Genaue Zahlen zur Armut sind wichtig für die Beurteilung des wirtschaftlichen Fortschritts eines Landes. Die Regierung benötigt diese Zahlen auch, um den Umfang von Hilfsprogrammen zu schätzen wie etwa der Verteilung von Lebensmitteln. 

Die Weltbank definiert die internationale Armutsgrenze bei 1,97 Euro pro Tag in der Kaufkraftparität (KKP) von 2017. KKP ist ein Maß für den Preis bestimmter Güter in verschiedenen Ländern und wird verwendet, um die absolute Kaufkraft der Währungen der Länder zu vergleichen. 

Im Oktober letzten Jahres belegte Indien im Welthungerindex (WHI) Platz 111 von insgesamt 125 Ländern. Dabei sind Indiens Fortschritte bei der Bekämpfung des Hungers seit 2015 nahezu zum Stillstand gekommen, was einen globalen Trend widerspiegelt.  

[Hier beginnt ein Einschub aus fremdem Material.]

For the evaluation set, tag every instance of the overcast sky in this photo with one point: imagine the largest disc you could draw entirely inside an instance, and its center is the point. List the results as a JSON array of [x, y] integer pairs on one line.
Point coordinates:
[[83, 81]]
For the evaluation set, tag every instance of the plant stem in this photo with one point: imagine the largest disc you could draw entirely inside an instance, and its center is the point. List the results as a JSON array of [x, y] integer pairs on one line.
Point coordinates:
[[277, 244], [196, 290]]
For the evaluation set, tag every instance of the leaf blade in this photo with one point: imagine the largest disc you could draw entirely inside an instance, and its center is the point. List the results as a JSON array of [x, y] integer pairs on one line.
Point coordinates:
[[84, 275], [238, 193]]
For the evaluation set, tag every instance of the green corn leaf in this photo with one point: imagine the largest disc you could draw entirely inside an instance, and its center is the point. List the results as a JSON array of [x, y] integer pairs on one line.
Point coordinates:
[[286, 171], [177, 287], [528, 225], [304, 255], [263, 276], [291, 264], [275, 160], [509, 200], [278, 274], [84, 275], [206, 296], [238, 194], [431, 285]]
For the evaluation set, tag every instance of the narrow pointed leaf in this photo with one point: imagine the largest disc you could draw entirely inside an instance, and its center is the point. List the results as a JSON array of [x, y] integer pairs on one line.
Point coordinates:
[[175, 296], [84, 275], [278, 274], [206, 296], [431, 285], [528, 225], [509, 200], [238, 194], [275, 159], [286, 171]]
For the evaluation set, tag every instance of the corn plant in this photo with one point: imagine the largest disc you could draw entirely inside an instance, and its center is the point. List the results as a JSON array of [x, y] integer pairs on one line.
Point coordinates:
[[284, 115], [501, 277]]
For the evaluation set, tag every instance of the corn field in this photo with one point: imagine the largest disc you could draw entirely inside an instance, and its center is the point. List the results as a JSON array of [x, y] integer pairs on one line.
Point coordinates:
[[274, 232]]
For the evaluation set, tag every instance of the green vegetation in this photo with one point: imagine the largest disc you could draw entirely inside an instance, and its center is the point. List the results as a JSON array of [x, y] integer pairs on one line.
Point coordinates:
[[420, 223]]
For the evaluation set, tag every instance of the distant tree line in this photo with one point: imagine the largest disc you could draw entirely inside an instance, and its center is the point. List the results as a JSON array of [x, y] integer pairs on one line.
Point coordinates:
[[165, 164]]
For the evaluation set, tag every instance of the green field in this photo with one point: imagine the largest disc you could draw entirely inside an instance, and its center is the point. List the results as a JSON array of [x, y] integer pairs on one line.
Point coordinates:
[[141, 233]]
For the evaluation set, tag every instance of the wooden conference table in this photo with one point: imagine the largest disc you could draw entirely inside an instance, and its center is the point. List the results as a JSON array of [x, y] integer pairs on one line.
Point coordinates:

Der WHI verwendet vier Indikatoren für seine Bewertung: Unterernährung, Wachstumsverzögerung bei Kindern und Kindersterblichkeit. Die indische Regierung zweifelte das schlechte Ergebnis an und verwies auf angeblich fehlerhafte Methoden. Im veröffentlichten Index kam Indien auf einen Wert von 28,7, der deutet auf ein ernstes Hungerproblem hin.